As a young child Wendy cared for her mother until her mum’s death, when she was just 12 years old. Wendy has worked most of her adult life – firstly enjoying her training and working as a nurse before spending 12 years with a blind mission speaking at meetings on behalf of the organisation. For 12 years she worked for a consultant surgeon transcribing medical reports and performing administrative duties and later becoming practice manager. Wendy has worked for other organisations, mostly people and customer service orientated positions including her own catering and accommodation businesses; her husband’s business; teaching modelling and acting; and spending several years working in the home care industry, which she loved, while at the same time caring for her parents-in-law for eight years.
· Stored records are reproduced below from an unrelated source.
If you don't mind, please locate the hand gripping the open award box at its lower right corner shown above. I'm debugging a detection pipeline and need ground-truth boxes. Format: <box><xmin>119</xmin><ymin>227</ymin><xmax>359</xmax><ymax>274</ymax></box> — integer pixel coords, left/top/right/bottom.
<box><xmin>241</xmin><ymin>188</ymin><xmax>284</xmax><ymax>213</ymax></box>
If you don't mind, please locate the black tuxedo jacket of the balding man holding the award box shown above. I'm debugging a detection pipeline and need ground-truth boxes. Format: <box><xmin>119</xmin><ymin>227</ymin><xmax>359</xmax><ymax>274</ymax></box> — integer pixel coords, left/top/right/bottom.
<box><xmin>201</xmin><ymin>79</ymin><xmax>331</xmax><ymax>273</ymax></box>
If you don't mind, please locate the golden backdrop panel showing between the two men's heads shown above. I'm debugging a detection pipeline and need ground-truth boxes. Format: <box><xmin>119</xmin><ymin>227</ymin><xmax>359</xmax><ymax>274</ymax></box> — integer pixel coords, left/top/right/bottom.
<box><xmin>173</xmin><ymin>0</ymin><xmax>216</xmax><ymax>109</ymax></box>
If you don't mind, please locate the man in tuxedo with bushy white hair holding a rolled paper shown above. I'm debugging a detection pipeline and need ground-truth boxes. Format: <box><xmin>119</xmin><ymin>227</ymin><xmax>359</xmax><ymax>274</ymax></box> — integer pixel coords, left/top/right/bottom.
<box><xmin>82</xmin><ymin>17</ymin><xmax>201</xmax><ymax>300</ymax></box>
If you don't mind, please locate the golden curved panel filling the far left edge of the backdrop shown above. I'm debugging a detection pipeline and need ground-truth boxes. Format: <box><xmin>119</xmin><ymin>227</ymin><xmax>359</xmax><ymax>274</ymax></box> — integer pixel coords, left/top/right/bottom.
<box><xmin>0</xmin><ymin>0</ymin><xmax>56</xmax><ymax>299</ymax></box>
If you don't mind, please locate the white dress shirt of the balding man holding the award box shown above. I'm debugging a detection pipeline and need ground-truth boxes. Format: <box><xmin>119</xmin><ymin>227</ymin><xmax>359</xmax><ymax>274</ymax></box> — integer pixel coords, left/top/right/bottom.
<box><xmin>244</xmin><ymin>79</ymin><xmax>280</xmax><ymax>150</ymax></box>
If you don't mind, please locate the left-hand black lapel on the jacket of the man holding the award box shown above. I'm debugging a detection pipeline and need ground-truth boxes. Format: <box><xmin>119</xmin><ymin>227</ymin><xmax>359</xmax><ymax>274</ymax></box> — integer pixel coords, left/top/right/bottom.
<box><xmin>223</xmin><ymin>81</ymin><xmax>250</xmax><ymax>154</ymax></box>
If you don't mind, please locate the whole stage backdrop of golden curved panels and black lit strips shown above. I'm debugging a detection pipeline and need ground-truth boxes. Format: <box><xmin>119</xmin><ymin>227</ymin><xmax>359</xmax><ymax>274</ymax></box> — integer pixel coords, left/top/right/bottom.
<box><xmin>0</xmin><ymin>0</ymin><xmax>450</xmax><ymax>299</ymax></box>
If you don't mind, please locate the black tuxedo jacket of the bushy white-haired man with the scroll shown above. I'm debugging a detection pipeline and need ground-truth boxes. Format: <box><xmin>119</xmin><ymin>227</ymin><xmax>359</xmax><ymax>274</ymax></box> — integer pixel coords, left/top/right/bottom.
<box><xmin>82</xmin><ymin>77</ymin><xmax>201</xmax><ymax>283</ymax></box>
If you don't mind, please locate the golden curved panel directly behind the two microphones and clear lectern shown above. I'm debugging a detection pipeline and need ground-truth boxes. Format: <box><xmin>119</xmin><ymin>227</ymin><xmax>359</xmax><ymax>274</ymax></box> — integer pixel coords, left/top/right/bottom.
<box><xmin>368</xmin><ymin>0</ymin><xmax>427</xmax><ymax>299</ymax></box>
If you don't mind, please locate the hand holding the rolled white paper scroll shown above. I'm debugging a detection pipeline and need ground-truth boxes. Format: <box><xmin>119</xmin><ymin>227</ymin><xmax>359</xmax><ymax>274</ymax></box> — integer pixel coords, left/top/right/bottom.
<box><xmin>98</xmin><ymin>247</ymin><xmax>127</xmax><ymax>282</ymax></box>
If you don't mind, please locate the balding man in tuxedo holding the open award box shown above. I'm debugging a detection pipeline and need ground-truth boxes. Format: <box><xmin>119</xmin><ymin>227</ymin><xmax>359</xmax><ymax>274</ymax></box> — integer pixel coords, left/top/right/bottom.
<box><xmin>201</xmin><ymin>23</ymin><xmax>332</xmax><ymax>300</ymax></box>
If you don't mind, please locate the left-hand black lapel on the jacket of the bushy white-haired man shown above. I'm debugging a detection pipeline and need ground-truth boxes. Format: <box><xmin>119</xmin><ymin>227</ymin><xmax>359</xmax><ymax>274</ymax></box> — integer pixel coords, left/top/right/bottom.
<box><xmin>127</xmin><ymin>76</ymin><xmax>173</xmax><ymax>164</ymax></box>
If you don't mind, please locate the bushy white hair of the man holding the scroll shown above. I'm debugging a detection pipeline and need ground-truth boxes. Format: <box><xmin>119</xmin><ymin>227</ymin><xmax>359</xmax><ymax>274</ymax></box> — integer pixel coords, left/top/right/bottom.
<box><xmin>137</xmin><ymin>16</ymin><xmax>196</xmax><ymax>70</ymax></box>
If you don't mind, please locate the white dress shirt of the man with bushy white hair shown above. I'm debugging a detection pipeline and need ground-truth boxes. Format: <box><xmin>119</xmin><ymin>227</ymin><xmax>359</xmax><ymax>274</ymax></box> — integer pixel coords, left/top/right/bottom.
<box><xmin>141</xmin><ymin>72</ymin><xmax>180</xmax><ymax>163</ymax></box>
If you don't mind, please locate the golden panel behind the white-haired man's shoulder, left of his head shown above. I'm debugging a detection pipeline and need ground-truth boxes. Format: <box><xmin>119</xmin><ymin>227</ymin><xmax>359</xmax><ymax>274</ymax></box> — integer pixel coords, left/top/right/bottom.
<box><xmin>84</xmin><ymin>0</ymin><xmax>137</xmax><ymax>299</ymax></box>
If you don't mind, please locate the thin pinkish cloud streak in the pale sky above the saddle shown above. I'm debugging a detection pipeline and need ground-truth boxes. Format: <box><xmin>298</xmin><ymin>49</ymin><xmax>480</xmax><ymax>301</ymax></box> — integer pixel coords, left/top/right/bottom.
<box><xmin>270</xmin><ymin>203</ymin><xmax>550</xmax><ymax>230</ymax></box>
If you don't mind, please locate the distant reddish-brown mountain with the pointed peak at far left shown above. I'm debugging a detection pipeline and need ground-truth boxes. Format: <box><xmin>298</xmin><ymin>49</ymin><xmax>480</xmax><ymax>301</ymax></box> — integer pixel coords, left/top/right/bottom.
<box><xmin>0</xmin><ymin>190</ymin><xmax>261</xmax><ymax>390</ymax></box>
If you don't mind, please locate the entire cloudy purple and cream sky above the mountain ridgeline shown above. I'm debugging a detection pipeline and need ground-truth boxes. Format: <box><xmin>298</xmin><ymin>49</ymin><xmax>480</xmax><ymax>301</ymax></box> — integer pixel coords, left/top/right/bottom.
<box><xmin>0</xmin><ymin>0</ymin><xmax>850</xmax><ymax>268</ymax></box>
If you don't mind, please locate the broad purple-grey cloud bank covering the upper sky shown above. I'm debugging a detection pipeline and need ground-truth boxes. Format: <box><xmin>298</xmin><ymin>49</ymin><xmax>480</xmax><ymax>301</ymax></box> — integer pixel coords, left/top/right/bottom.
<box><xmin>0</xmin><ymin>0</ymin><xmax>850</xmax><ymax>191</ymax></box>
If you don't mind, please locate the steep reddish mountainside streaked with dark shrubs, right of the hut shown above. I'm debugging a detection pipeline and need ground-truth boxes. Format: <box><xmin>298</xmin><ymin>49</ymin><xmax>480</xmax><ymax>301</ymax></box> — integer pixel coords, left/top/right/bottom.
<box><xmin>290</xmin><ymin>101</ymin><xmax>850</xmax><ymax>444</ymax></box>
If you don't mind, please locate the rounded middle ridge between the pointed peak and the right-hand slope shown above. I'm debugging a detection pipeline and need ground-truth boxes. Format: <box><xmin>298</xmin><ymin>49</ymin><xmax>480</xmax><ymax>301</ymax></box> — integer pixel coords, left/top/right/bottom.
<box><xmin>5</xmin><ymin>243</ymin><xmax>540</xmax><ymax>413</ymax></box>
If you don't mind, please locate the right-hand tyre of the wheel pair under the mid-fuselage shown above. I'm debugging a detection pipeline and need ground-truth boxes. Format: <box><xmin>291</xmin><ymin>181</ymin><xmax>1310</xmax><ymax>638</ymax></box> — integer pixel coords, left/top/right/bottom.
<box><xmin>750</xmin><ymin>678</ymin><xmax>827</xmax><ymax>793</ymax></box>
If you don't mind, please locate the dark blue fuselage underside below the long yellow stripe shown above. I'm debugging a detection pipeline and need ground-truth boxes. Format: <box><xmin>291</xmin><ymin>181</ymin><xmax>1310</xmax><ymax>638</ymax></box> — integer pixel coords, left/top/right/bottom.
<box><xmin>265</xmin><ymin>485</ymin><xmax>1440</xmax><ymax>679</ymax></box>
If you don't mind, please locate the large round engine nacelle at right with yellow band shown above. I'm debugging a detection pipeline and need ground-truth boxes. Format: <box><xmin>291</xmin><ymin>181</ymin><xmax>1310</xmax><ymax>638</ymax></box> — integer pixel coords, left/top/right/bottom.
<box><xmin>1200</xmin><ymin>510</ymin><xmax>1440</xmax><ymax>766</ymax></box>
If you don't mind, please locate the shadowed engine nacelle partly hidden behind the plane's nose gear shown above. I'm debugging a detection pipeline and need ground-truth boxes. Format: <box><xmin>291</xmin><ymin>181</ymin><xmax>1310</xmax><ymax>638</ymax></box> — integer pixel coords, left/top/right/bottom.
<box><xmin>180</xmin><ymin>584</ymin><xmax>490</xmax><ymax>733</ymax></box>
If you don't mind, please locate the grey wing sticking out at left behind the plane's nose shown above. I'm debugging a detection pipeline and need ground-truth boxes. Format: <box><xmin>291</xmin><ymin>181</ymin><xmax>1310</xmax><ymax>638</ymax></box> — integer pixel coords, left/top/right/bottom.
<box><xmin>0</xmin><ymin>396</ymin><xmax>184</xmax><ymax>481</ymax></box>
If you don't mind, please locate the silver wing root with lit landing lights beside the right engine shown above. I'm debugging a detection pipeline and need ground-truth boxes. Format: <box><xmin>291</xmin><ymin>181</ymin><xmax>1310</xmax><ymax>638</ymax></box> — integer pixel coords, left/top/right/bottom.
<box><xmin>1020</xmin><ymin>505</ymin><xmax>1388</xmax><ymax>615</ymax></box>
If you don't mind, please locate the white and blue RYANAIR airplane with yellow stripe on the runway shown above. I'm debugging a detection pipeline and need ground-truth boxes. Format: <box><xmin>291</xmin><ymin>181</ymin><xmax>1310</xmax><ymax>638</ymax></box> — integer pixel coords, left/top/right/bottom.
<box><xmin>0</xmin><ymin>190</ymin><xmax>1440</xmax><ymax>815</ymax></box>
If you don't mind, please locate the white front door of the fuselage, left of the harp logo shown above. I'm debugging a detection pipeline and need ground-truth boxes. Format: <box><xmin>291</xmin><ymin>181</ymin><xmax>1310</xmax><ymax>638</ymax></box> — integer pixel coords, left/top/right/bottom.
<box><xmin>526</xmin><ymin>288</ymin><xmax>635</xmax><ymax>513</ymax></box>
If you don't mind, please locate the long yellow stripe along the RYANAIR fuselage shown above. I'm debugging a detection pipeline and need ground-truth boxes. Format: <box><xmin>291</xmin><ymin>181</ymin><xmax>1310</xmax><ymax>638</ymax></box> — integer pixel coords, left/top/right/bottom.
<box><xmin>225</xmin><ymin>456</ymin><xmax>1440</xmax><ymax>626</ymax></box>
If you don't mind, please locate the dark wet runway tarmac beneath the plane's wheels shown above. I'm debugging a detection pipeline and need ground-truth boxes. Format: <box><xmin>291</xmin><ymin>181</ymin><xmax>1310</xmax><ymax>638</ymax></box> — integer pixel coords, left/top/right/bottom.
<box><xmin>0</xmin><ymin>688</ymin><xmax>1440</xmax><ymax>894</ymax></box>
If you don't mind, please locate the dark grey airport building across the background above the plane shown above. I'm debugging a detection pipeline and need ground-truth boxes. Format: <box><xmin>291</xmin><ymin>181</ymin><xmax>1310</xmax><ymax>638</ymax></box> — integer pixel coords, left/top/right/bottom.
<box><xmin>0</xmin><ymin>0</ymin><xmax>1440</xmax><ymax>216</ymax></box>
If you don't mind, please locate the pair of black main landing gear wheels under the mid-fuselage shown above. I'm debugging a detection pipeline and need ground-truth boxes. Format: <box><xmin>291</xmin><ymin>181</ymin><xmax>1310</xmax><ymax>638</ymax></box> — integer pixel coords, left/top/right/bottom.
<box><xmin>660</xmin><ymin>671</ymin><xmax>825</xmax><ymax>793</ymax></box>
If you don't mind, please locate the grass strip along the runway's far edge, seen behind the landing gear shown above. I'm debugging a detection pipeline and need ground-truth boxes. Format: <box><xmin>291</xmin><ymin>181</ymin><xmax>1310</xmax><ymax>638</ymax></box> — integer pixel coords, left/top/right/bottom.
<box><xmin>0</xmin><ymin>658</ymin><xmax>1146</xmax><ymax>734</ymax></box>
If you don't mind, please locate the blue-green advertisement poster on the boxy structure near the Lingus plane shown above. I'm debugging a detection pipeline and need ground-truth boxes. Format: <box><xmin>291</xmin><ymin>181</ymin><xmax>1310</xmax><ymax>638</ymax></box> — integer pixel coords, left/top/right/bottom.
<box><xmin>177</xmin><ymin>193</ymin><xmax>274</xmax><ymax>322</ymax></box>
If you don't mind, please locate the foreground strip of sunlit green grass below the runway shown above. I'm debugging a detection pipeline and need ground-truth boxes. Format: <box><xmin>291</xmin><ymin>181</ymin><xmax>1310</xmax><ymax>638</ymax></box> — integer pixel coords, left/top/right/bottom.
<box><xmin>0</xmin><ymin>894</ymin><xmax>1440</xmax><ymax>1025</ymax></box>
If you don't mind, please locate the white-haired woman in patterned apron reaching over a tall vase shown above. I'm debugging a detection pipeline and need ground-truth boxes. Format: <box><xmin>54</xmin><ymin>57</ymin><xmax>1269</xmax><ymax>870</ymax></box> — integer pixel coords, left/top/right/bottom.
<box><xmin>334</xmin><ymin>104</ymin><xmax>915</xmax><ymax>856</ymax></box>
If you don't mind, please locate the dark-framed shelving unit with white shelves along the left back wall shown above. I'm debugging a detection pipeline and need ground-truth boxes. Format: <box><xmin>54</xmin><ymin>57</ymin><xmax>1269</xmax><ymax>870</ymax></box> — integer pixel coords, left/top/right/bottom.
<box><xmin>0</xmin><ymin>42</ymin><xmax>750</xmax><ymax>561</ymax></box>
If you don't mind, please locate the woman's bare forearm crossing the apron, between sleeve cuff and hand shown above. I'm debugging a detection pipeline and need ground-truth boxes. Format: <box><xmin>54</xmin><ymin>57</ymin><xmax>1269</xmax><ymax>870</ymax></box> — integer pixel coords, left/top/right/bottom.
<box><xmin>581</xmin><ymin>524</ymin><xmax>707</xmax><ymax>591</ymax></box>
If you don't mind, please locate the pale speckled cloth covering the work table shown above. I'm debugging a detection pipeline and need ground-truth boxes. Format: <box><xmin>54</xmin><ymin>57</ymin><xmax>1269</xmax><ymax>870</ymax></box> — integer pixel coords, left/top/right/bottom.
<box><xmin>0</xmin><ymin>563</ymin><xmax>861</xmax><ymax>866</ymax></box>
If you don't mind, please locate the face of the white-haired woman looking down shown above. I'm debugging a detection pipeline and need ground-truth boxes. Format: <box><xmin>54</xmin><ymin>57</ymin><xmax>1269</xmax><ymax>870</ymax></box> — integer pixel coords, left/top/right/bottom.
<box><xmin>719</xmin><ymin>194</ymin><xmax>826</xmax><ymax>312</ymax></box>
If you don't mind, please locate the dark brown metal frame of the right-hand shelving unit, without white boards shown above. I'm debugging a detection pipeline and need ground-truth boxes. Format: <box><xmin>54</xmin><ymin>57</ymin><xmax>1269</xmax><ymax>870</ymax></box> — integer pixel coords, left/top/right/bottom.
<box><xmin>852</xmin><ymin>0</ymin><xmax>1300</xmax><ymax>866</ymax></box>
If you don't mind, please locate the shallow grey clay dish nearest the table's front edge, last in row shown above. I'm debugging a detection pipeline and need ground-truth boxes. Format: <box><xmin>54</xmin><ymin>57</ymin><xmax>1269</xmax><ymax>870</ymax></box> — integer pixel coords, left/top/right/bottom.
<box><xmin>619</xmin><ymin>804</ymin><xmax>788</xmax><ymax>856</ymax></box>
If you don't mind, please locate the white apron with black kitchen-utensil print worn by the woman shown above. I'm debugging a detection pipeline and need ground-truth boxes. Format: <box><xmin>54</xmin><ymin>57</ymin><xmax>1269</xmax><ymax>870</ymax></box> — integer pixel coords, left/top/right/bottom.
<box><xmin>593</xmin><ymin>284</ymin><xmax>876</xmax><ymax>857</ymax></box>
“I’ve never been afraid of a challenge. I’m still helping my husband with administration of his building and estimating business, and I enjoy church fellowship and community work and camaraderie with Rotary, doing what I can. With the NDIS support and especially of Amos, I anticipate more social and community involvement. I’ve agreed to be a member of the Reference Group for PLATFORM, which aims to increase participation and visibility of both artists and people with disability at community events across the region. NDIS supports transport and social and community participation which has given me a new lease on life, facets I haven’t ventured into before … Amos and I are going to be busy! I’ve been very lucky to have such a great Local Area Coordinator and the support of Intereach’s hard work, documentation and patience; they’ve made the whole NDIS process a good experience. If I have any queries via email or phone with Intereach or NDIS, I have an answer quickly. I have to thank everyone at Guide Dogs NSW/ACT. I’m so happy that Guide Dogs NSW/ACT will gain some funding for support, training and instructing of the whole Guide Dog process that has enabled me to have such a highly educated Guide Dog. I’m certainly looking forward to the future as I gain further confidence, independence, safety and, above all, new found freedom! I’m very grateful that NDIS saw it ‘necessary and reasonable’ to fully fund my Guide Dog companion. Together, Guide Dogs NSW/ACT, Intereach and the NDIS are enabling great things to happen for me. I’m enthusiastic at the opportunities I’m ready to grasp. The NDIS and the staff at Intereach with Guide Dogs NSW/ACT have enabled me to make choices, control my life and live it the way I choose to meet my goals to better my life, to be more independent, confident and safe. The information, services and support provided have already helped me have an increased enthusiasm for participating in my local community more than I have for some years. Together we all worked extremely hard to achieve such a positive result.”

Wendy said being under the NDIS has far-reaching benefits.

“Most importantly it enhances my ability to be included and equal and it fulfils my quality of life.”

                                                                     

Wendy and Amos sharing a moment at a restaurant.                        Wendy and Amos at Yarrangobilly Caves.